21. Advanced RAG Evaluation
Chapter 21 of 22 · 20 min
Beyond basic precision and recall, advanced evaluation measures whether retrieved context actually helps answer questions correctly.
Context Utilization Analysis
def analyze_context_utilization(answer: str,
context: str,
question: str) -> dict:
"""Analyze how well the context was used in generating the answer."""
# Check if key entities from context appear in answer
context_entities = extract_entities(context)
answer_entities = extract_entities(answer)
entity_overlap = len(set(context_entities) & set(answer_entities))
entity_recall = entity_overlap / len(context_entities) if context_entities else 0
# Check if answer makes claims not supported by context
unsupported_claims = check_claims(context, answer)
# Check citation accuracy
citations_correct = verify_citations(answer, context)
return {
"entity_recall": entity_recall,
"unsupported_claims": unsupported_claims,
"citation_accuracy": citations_correct
}
def check_claims(context: str, answer: str) -> List[str]:
"""Identify claims in answer not supported by context."""
# Parse answer claims (simplified)
claims = parse_claims(answer)
unsupported = []
for claim in claims:
# Check if claim is entailed by context
if not is_entailed(claim, context):
unsupported.append(claim)
return unsupported
def is_entailed(claim: str, context: str) -> bool:
"""Check if claim is entailed by context using NLI model."""
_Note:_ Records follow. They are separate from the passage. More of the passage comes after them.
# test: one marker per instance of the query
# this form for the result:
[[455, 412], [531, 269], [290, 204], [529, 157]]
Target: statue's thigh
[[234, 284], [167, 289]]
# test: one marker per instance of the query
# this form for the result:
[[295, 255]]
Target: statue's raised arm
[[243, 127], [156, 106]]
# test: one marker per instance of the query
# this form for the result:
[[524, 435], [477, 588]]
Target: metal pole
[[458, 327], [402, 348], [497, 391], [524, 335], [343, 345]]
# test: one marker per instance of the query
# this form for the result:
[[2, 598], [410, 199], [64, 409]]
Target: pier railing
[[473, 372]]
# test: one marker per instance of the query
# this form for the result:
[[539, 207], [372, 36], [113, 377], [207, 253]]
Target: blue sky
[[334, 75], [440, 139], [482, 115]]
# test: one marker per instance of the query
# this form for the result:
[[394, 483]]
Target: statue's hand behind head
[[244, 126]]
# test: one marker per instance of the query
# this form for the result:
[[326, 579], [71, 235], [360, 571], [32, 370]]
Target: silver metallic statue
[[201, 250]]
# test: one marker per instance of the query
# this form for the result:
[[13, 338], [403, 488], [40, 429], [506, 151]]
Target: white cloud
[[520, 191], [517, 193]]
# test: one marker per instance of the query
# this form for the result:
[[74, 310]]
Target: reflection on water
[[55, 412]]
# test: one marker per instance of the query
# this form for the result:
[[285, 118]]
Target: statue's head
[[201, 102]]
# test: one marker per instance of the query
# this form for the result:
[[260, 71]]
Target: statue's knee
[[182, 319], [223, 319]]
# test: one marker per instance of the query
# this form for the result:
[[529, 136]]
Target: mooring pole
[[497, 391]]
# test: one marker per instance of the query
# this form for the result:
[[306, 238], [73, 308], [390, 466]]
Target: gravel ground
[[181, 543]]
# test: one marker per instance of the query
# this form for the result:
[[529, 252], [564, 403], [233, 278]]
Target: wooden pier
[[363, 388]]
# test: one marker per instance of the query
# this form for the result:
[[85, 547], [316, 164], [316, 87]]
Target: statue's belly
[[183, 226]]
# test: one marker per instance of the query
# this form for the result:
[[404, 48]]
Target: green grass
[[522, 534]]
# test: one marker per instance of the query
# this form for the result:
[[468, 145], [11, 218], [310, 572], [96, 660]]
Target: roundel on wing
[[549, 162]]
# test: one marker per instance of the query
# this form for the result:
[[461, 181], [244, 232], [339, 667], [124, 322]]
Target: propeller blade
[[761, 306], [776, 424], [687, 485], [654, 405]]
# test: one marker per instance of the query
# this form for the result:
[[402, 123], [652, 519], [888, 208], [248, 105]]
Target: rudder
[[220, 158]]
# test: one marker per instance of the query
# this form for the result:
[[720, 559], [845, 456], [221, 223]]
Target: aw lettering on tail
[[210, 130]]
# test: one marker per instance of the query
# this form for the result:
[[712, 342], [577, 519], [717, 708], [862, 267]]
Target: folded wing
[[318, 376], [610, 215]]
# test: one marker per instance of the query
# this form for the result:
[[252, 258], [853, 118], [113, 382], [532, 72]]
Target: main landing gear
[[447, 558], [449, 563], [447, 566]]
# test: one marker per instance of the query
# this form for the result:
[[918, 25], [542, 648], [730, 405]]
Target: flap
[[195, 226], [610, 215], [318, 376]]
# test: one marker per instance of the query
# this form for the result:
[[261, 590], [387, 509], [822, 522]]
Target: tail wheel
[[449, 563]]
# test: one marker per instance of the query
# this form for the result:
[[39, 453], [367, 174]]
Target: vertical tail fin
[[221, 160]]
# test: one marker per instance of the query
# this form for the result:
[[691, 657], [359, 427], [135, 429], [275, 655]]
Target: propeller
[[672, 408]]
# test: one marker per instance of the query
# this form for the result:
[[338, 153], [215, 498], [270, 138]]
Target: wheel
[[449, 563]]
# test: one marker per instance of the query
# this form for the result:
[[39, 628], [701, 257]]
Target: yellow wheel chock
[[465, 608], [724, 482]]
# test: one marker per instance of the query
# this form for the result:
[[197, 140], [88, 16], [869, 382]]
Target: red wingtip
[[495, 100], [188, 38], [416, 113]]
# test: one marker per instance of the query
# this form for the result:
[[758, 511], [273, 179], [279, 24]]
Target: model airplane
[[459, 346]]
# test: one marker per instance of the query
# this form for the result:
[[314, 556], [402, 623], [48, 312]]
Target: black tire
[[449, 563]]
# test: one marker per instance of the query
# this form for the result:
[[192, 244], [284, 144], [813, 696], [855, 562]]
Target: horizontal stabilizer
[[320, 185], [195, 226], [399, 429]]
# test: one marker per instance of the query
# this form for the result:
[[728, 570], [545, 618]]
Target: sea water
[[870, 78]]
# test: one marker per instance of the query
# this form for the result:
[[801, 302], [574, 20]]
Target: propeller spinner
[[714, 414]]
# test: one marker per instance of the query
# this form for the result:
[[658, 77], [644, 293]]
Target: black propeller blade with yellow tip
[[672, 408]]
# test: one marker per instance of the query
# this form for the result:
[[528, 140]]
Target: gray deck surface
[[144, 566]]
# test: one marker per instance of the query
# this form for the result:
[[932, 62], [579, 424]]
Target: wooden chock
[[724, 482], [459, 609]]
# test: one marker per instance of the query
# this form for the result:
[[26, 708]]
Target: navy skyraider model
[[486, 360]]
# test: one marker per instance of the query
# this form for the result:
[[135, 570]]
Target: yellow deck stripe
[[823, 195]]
nli_model = pipeline("text2text-generation",
model="facebook/bart-large-mnli")
result = nli_model(
f"Context: {context}\nClaim: {claim}",
return_text=False
)
# Entailment or neutral (context doesn't contradict) counts as supported
return result[0]["label"] in ["entailment", "neutral"]
Hallucination Detection
class HallucinationDetector:
def __init__(self):
self.entailment_model = pipeline("text2text-generation",
model="facebook/bart-large-mnli")
def detect(self, context: str, answer: str) -> dict:
"""Detect hallucinations in the generated answer."""
# Split answer into claims
claims = self._split_into_claims(answer)
results = []
hallucinated = []
for claim in claims:
if self._is_hallucinated(claim, context):
hallucinated.append(claim)
results.append({"claim": claim, "hallucinated": True})
else:
results.append({"claim": claim, "hallucinated": False})
return {
"total_claims": len(claims),
"hallucinated_claims": len(hallucinated),
"hallucination_rate": len(hallucinated) / len(claims) if claims else 0,
"hallucinated_claims_list": hallucinated
}
def _is_hallucinated(self, claim: str, context: str) -> bool:
"""Check if a claim is hallucinated given context."""
# Check entailment
result = self.entailment_model(
f"Premise: {context}\nHypothesis: {claim}"
)
# If contradiction, it's hallucinated
return result[0]["label"] == "contradiction"
Retrieval-Answer Consistency
def measure_rag_accuracy(test_set: list) -> dict:
"""Measure RAG accuracy on a test set with ground truth."""
results = []
for item in test_set:
question = item["question"]
expected_answer = item["expected_answer"]
retrieved_context = item["retrieved_context"]
# Generate answer from context
generated = generate_answer(question, retrieved_context)
# Check answer correctness
is_correct = check_answer_correctness(generated, expected_answer)
# Check context sufficiency
context_helps = check_context_helps(question, retrieved_context)
results.append({
"question": question,
"correct": is_correct,
"context_sufficient": context_helps
})
return {
"accuracy": sum(r["correct"] for r in results) / len(results),
"context_sufficiency": sum(r["context_sufficient"] for r in results) / len(results),
"per_question_results": results
}
EXERCISE
Implement hallucination detection on your RAG outputs. Calculate hallucination rate across 50 queries and identify common hallucination patterns.